The burden of debt: Federal workers fear the precarious government shutdown will push them to the financial brink
Employees of federal prisons in the United States are among the many government workers who aren’t receiving their paychecks thanks to President Donald Trump’s partial shutdown of the federal government. And journalist Alexandra Jaffe reported that some of them are worried that they could be fired in the future because they’re having trouble paying their debts.
On January 10, Jaffe tweeted, “Bureau of Prisons employees are worried that failure to pay their debts — because they’re not receiving a paycheck — could give their employer reason to terminate them in the future. It’s in the BOP’s standards of conduct.”
Jaffe, a Vice Media correspondent, links to the Federal Bureau of Prisons’ Standards of Employee Conduct, noting what the agency has to say on the subject. According to the document, “Failure on the part of any employee, without good reason and in a timely manner, to honor debts acknowledged by him/her to be valid….may be cause for disciplinary action.”
Jaffe shared a January 6 letter she received from a Bureau of Prisons employee who voiced debt-related concerns. The employee noted that a condition of employment is “that I maintain and pay my just debts,” adding that “in order to accomplish such requirements, I must seek temporary employment within the guidelines of federal policy.”
Although Jaffe posted a copy of the letter — which the worker had sent to his manager — on Twitter, she redacted the person’s name as well as the name of the federal prison where he works. The worker, who feared being penalized for something that isn’t even his fault, wrote, “The failure of my employer to compensate me for work completed also imposes a great hardship which does not allow me to bear the cost of traveling to and from work and other expenses related to my employment.”

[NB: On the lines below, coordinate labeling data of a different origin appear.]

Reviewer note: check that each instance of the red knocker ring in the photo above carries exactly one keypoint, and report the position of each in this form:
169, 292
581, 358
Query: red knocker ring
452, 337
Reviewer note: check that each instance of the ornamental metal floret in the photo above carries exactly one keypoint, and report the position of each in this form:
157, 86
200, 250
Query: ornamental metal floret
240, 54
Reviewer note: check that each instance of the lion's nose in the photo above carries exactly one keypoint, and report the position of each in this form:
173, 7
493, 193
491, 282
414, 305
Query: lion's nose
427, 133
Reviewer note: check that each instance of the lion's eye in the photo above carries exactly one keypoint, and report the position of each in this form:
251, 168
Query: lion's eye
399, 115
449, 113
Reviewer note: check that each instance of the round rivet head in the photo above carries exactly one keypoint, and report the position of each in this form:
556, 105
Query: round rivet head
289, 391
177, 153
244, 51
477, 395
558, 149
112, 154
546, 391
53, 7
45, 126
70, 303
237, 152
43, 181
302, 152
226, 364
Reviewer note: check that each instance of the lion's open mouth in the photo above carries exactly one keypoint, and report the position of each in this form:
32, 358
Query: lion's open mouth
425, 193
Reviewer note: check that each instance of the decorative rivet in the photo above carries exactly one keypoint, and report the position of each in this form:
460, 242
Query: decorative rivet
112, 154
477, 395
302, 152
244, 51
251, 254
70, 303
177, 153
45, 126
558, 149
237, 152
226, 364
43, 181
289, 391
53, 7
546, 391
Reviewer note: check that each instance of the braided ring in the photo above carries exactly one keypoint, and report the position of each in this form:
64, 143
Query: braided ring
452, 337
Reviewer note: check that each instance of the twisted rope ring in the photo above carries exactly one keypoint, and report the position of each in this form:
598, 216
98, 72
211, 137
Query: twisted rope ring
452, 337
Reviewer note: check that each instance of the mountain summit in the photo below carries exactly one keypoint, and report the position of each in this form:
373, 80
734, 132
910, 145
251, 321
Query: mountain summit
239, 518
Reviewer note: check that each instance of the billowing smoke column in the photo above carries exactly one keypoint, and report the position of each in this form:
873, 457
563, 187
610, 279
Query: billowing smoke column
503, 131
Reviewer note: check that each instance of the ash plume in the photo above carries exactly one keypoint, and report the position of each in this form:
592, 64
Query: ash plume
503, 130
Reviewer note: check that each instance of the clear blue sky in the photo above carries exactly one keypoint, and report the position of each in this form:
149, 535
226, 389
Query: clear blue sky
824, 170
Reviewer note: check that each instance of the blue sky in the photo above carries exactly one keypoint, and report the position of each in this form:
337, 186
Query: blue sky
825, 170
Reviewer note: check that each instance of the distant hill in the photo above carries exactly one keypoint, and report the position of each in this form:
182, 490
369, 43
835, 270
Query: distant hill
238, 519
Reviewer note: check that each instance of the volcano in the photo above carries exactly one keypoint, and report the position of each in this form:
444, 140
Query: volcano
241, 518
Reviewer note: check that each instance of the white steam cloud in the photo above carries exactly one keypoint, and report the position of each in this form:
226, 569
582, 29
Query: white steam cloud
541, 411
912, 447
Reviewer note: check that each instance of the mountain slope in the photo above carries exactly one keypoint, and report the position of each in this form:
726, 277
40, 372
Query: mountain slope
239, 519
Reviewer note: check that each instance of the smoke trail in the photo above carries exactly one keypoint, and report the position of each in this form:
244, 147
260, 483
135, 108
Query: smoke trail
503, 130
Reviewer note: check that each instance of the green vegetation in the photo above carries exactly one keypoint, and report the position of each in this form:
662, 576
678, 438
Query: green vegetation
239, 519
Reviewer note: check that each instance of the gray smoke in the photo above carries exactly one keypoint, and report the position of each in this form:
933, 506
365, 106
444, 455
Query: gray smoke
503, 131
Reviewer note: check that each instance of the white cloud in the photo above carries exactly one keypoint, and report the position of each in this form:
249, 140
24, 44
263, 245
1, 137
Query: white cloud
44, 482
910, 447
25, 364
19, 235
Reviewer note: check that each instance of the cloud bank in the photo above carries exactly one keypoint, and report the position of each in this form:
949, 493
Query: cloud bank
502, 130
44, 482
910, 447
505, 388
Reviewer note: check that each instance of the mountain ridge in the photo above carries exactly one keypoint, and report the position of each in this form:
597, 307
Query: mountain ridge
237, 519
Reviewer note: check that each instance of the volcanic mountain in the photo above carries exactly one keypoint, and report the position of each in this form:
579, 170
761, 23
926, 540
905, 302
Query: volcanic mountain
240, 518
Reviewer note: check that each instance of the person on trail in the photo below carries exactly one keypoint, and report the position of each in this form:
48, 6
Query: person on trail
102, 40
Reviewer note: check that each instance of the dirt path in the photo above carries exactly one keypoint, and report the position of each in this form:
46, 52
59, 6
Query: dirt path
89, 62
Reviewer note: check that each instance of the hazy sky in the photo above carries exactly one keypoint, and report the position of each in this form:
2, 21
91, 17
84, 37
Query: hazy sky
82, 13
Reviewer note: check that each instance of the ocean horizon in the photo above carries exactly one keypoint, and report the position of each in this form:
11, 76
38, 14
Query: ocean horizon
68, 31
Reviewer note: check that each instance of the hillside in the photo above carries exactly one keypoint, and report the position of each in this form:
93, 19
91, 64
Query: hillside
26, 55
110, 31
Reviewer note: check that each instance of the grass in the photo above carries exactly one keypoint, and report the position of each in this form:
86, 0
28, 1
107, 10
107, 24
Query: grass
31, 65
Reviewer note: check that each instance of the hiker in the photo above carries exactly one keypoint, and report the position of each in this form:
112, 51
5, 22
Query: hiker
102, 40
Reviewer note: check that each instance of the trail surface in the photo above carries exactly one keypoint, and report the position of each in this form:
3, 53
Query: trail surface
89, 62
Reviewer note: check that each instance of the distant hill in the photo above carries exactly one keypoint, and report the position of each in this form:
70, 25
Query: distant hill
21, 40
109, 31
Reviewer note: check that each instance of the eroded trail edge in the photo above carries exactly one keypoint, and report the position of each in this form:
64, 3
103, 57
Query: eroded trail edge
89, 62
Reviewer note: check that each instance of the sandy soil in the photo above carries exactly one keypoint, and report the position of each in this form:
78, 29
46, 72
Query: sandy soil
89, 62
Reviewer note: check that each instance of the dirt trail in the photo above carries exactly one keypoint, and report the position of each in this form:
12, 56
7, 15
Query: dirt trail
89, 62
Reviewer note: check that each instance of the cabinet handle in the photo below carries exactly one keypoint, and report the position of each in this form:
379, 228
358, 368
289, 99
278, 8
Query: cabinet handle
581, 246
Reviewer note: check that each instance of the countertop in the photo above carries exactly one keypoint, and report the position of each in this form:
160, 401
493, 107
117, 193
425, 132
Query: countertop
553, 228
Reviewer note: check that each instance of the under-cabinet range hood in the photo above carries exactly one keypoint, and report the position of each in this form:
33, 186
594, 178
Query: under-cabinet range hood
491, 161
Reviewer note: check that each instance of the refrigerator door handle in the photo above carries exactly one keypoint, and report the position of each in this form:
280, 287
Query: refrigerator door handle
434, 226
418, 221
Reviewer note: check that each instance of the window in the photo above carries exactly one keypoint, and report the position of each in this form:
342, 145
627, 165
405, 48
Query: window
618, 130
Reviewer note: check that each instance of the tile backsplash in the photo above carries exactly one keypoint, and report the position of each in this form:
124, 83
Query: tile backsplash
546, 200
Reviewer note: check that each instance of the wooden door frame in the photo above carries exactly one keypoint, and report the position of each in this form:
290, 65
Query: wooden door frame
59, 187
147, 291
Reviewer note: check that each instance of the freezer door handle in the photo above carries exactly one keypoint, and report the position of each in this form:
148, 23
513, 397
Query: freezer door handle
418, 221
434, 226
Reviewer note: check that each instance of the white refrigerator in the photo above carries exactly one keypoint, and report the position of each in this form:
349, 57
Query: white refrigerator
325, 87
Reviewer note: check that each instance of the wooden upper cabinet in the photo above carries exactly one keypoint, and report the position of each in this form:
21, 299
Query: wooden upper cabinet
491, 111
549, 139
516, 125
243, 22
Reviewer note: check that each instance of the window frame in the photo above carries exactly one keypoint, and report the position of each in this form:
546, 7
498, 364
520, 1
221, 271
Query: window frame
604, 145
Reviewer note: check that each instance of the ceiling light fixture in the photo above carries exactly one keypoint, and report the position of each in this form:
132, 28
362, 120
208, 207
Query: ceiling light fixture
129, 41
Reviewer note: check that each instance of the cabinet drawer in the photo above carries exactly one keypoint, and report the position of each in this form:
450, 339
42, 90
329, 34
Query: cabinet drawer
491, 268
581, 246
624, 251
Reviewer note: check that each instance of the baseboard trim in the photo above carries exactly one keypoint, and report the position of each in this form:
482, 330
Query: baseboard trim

The shutdown is not only a burden for federal prison workers but also, for FBI agents — and the FBI Agents Association (FBIAA) is petitioning leaders in Washington, DC to fund the agency immediately. According to the FBIAA’s petition, the shutdown is hampering investigations and jeopardizing security clearances. And one concern FBI agents share with federal prison employees is a fear of missing debt payments.
FBI agents are subject to rigorous background checks, and that includes their financial information because the agency believes that financial problems — including being unable to pay their debts on time — could make them vulnerable to bribery. Being late with a credit card payment can result in a lower credit score and result in a security clearance being denied.
According to FBIAA President Tom O’Connor, about 5,000 FBI personnel have been furloughed, although most field agents are still working.
The FBIAA petition explains, “Missing payments on debts could create delays in securing or renewing security clearances, and could even disqualify agents from continuing to serve in some cases.”